Par le biais de leurs enfants, les parents ont eux aussi fini par en franchir le seuil. Empruntant un roman par-ci, un film par-là, venant y faire des recherches sur un thème de débat, les adultes se sont laissé prendre au jeu et ont commencé par participer aux séances de ciné-club, puis au club de lecture et même aux ateliers d’écriture! Ils sont même de plus en plus nombreux à s’inscrire aux sessions de cours de langues qui y sont dispensées par des enseignants des centres culturels étrangers (le British Council et l’Institut français notamment) à des tarifs réduits grâce à la prise en charge d’une partie de la cotisation par des associations (dont Francophonia-Liban) et un noyau dur suit désormais assidûment les conférences et les diverses activités proposées.

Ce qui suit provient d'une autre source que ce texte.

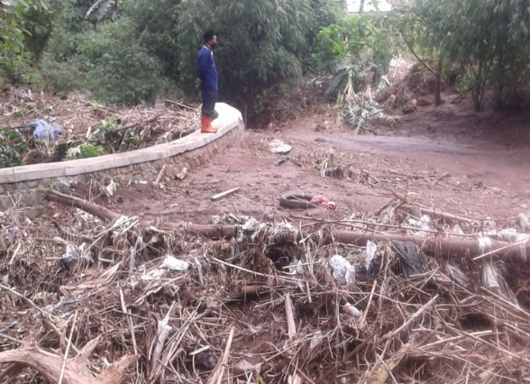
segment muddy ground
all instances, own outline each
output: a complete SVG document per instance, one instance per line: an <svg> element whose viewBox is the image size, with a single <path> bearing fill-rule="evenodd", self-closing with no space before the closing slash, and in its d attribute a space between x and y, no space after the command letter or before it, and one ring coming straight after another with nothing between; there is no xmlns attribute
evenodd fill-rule
<svg viewBox="0 0 530 384"><path fill-rule="evenodd" d="M280 127L247 130L241 145L182 181L163 188L122 187L121 203L100 202L126 215L206 224L228 214L305 221L370 215L404 196L456 215L508 219L530 211L529 121L528 114L474 113L445 103L407 114L394 127L373 123L366 134L354 135L331 114L302 116ZM274 139L292 146L280 165L276 161L283 156L268 147ZM343 178L321 176L325 160L342 169ZM211 200L234 187L240 190ZM336 210L279 207L287 192L324 195Z"/></svg>

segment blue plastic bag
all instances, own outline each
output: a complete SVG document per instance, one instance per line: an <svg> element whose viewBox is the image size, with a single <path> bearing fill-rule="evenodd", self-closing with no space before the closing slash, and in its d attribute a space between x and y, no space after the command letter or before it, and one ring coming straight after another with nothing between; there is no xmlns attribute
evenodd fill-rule
<svg viewBox="0 0 530 384"><path fill-rule="evenodd" d="M50 123L43 119L33 119L24 123L23 126L33 128L33 136L37 139L57 139L62 134L59 125Z"/></svg>

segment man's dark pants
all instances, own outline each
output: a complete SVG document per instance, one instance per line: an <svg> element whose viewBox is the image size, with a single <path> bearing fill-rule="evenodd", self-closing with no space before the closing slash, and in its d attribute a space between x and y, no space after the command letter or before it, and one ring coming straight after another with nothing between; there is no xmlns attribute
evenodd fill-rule
<svg viewBox="0 0 530 384"><path fill-rule="evenodd" d="M203 91L202 95L202 114L215 119L215 100L217 99L217 91Z"/></svg>

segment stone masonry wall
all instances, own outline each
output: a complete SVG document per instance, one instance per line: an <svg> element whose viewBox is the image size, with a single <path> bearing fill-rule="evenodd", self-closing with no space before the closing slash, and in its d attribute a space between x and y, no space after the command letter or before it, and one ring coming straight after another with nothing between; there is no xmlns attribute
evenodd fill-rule
<svg viewBox="0 0 530 384"><path fill-rule="evenodd" d="M175 178L185 167L193 170L242 138L241 113L223 103L217 103L215 109L219 113L213 123L218 129L215 134L196 132L169 143L124 153L1 169L0 210L14 205L28 211L38 209L47 188L69 193L73 186L93 179L102 184L112 179L119 185L131 180L151 182L164 166L160 181Z"/></svg>

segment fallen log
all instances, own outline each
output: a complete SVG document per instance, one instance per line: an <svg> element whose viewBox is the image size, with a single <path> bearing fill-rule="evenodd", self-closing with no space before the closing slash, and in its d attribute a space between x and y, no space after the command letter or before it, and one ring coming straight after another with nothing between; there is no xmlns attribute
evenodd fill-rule
<svg viewBox="0 0 530 384"><path fill-rule="evenodd" d="M120 214L105 208L105 206L98 206L97 204L91 203L74 196L65 195L52 189L48 189L45 192L44 200L54 201L67 206L75 206L76 208L82 209L104 221L112 222L121 216Z"/></svg>
<svg viewBox="0 0 530 384"><path fill-rule="evenodd" d="M140 356L125 355L95 377L88 370L88 357L98 342L99 338L92 340L85 345L78 356L67 359L62 375L63 384L116 384L125 381L126 370ZM63 360L63 356L44 351L34 343L23 343L17 349L0 352L0 364L14 364L10 368L11 372L17 370L14 369L16 366L30 367L39 371L50 383L59 382Z"/></svg>
<svg viewBox="0 0 530 384"><path fill-rule="evenodd" d="M45 198L67 206L77 206L89 214L103 220L115 220L121 216L120 214L107 209L104 206L90 203L78 197L69 197L56 191L48 191ZM179 225L181 227L181 225ZM226 238L231 239L238 234L237 225L219 224L194 224L186 225L186 232L192 234L198 234L211 239ZM301 232L291 232L288 230L278 231L270 241L276 244L283 242L296 242L311 234L310 230ZM526 255L530 255L530 242L523 243L508 243L490 240L490 242L484 246L477 239L448 238L448 237L424 237L399 233L375 233L368 231L331 231L324 239L324 243L334 242L365 246L370 240L375 242L399 241L411 242L419 246L425 253L437 257L470 257L478 258L485 254L505 257L518 258L525 261Z"/></svg>
<svg viewBox="0 0 530 384"><path fill-rule="evenodd" d="M188 224L187 231L190 233L208 238L233 238L236 236L237 226ZM310 234L310 231L293 233L285 230L275 233L273 242L276 244L296 242ZM441 258L454 256L477 258L487 253L488 255L506 258L519 258L525 261L526 254L530 255L529 242L521 244L491 240L488 246L482 246L476 239L423 237L359 231L332 231L327 233L324 242L338 242L357 246L366 246L369 240L374 242L411 242L419 246L425 253Z"/></svg>

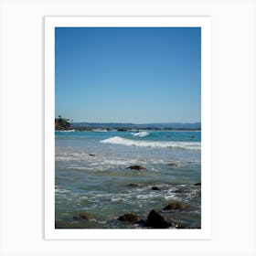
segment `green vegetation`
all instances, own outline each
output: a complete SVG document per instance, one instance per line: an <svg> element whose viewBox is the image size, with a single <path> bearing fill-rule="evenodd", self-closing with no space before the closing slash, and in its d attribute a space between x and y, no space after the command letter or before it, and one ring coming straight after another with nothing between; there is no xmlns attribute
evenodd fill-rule
<svg viewBox="0 0 256 256"><path fill-rule="evenodd" d="M62 118L61 115L59 115L58 118L55 118L55 131L65 131L69 130L71 124L69 119Z"/></svg>

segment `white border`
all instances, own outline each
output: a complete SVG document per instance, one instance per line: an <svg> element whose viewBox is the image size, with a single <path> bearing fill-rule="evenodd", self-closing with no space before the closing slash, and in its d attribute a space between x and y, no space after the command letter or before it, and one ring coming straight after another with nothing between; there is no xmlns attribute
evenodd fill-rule
<svg viewBox="0 0 256 256"><path fill-rule="evenodd" d="M54 88L56 27L201 27L201 229L55 229ZM45 17L45 238L65 240L208 240L211 238L211 18L209 16Z"/></svg>

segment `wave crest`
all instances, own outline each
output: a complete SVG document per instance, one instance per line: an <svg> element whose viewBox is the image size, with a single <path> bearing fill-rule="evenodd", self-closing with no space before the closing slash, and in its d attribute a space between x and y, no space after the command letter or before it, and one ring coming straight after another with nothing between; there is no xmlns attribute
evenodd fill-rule
<svg viewBox="0 0 256 256"><path fill-rule="evenodd" d="M145 137L149 135L148 132L138 132L138 133L132 133L134 137Z"/></svg>
<svg viewBox="0 0 256 256"><path fill-rule="evenodd" d="M160 142L160 141L135 141L122 137L111 137L101 141L102 144L133 145L142 147L155 147L155 148L180 148L190 150L201 150L201 143L194 142Z"/></svg>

Et si les romans, les beaux livres, les essais, les revues, les encyclopédies ou encore les ouvrages multimédias d’initiation (livres et CD inclus) à la musique ou à l’art ne montrent pas encore les stigmates d’une utilisation intensive, il n’en demeure pas moins que l’intérêt pour la culture, l’art et les différentes formes de savoir a désormais été inoculé au village. Et même à plusieurs kilomètres aux alentours... Car sur les 400 abonnés de la bibliothèque de Sebeel, un nombre non négligeable vient des autres villages de la région. «Sans compter les écoles du caza qui la fréquentent régulièrement, sur recommandation du ministère de l’Éducation et de l’Enseignement supérieur», signale, une pointe de fierté dans la voix, Josiane Torbey. Laquelle a toutes les raisons d’être satisfaite de son accomplissement. Car s’en est un, et d’envergure, que de se battre sur tous les fronts – parfois même à contre-courant! – pour offrir à ses compatriotes un espace culturel. Qui plus est fédérateur...
Heureux village d'avoir des gens de cette qualite pour les administrer...quel exemple !!!